Une efficacité qui reste à prouver

Dans les communes qui accepteront la majoration des droits, l’application du dispositif risque de se heurter à de nombreux obstacles. Techniques, tout d’abord, pour les copropriétés qui auraient des velléités de surélever leur immeuble. «Il faut commencer par vérifier si l’immeuble peut supporter un étage supplémentaire. Certes, en architecture, il n’y a jamais de problèmes techniques qui ne puissent être résolus, mais il se peut que la mise en œuvre rende l’opération financièrement peu intéressante», affirme Jacques Paul, architecte et président des Architecteurs. Sans oublier que des travaux de cette ampleur requièrent l’approbation de l’ensemble des copropriétaires. Et rien ne dit que les occupants du dernier étage seront enclins à accepter des mois de nuisances pour, au final, avoir des voisins au-dessus de chez eux. Et ce, même si la vente de ces mètres carrés supplémentaires pourrait servir à financer de gros travaux de rénovation de l’immeuble ou à améliorer sa performance énergétique.

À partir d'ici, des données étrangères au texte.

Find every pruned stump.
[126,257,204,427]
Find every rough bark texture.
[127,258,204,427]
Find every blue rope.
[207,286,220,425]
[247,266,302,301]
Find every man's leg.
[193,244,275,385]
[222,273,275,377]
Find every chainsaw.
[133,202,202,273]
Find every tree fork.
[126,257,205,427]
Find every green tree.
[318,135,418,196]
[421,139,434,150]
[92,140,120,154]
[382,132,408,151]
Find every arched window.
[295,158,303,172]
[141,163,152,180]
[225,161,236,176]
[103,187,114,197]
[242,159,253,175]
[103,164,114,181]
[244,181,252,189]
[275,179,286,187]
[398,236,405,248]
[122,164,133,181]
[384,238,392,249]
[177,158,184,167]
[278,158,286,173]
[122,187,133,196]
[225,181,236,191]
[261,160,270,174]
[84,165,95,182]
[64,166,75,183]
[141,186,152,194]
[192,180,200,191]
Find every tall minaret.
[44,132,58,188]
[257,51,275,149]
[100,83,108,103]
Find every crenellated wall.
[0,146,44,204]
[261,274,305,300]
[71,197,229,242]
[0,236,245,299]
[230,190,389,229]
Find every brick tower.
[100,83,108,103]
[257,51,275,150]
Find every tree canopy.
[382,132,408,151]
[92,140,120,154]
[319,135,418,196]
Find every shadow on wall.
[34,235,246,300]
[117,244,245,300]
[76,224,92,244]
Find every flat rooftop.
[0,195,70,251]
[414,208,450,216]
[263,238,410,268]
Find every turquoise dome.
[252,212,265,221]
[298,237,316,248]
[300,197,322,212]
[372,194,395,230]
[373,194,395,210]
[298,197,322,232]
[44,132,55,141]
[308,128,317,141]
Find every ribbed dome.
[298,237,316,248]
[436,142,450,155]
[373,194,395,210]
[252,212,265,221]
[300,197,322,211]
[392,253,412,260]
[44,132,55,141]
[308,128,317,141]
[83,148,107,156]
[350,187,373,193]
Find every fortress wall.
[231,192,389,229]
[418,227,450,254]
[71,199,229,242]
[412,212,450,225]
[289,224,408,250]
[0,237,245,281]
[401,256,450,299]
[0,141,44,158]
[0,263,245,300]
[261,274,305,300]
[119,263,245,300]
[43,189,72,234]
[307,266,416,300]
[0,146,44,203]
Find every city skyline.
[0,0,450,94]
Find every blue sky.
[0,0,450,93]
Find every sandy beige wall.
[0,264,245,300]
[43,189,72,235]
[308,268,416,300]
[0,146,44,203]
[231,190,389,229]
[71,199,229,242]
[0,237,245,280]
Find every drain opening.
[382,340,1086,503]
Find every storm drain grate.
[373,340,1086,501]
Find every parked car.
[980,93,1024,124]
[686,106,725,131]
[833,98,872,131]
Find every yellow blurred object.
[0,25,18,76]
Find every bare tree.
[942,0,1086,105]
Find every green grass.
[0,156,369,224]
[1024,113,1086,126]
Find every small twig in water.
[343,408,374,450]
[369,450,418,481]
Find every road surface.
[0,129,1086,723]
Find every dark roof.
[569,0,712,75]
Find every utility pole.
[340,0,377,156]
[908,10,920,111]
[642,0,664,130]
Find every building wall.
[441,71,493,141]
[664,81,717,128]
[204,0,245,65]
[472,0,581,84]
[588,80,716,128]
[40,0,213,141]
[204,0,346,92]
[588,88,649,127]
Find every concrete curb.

Autre frein, juridique cette fois, à l’application du dispositif: la majoration des droits à construire devra se conjuguer avec les règles d’urbanisme existantes. «Par exemple, de nombreux plans locaux d’urbanisme imposent d’aménager une place de stationnement pour 50 m² de surface habitable. Un particulier qui voudrait agrandir une maison ne disposant que de très peu de terrain ou qui souhaiterait transformer son garage en habitation ne pourra pas satisfaire à cette obligation. Son projet sera alors remis en cause», prévient Jacques Paul. Cela étant, «il est possible, en cas de problème technique, de payer une taxe pour non-création de place de parking», signale Guy Portmann. Mais cette taxe pouvant représenter plusieurs milliers d’euros, les propriétaires ne seront pas forcément disposés à débourser une telle somme. Autre élément susceptible de rendre l’augmentation des droits à construire inapplicable: la règle de prospect, qui impose une distance minimale - en général, 4 m - entre deux constructions. Or, «cette règle ne disparaît pas avec la majoration des 30 %», avertit Stéphanie Le Beuze.

En définitive, le frein le plus important reste, sans doute, la levée de boucliers à laquelle les élus risquent d’être confrontés. «Augmenter la densité, c’est aller au-devant de problèmes de voisinage», relève Gilles Bayon de la Tour, directeur général délégué d’Ogic. Si, en dépit des réticences de leurs administrés, certains maires décidaient de majorer la constructibilité, les recours, déjà nombreux, contre les permis de construire pourraient se multiplier.